Take a set of existing grammar topics as input
Generate a script using SSML
Have a speech service create the audio
Create a video with synced subtitles

I found this set of grammar topics grouped by HSK level and then iterated on a plan from which the script would be derived:

Intro: Explain the grammar point in Chinese
Vocab: Vocabulary words we’ll use
Examples: Example sentences using the grammar point
Usage: Explained in Chinese and summarized in English
Story: Short story in Chinese, then English and repeated in Chinese
Outro: Simple goodbye

To create the podcast, I took a look at a few different options, like ElevanLabs and some open source models before settling on Azure. Of their models, I actually found the older neural models allowed for better control over reading speed and tone as opposed to the DragonHD and Dragon Omni models. The latter, though a more natural voice, spoke too quickly with the occasional odd artifact. I did also test ElevenLabs, and v3 was nice, but the cost for the improvement wasn’t worth the effort for what I wanted.

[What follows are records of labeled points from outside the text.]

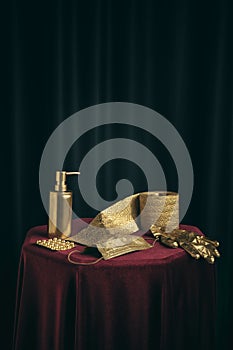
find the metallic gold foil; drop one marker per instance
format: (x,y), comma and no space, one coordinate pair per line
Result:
(115,221)
(160,209)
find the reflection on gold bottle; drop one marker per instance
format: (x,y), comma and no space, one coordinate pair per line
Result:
(60,207)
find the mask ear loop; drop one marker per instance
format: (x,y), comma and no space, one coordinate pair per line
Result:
(80,263)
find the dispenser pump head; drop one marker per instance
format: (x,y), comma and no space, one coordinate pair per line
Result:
(61,180)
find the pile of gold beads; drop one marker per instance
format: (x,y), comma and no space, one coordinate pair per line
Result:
(56,244)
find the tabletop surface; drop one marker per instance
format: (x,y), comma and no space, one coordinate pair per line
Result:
(157,254)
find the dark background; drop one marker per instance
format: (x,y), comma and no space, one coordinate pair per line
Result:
(174,57)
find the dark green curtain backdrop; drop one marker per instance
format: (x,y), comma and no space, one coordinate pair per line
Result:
(175,57)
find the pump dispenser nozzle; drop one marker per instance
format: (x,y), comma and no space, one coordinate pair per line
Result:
(60,207)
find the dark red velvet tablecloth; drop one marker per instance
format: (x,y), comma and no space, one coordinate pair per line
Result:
(158,299)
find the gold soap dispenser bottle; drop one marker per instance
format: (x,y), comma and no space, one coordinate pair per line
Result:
(60,207)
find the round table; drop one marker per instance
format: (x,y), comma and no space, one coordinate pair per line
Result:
(159,298)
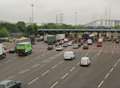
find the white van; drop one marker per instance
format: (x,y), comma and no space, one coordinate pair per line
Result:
(69,55)
(85,61)
(89,41)
(2,51)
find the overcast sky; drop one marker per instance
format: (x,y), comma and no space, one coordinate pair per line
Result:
(45,10)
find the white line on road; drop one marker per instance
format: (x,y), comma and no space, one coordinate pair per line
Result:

Creating a video was another script, which was easy given that Azure provides the timing for the speech synthesis. You can find them here as a podcast or here:

Going forward I’d like to work on a few things:

Improve the quality of the Chinese speaker as the current voice is a bit airy. I might try to redo some of it with ElevenLabs, though the cost may be a bit much for the moderate improvement it will give.
Different types of podcasts, such as sentence progressions where you start with an English sentence and build up to a complete Chinese sentence slowly.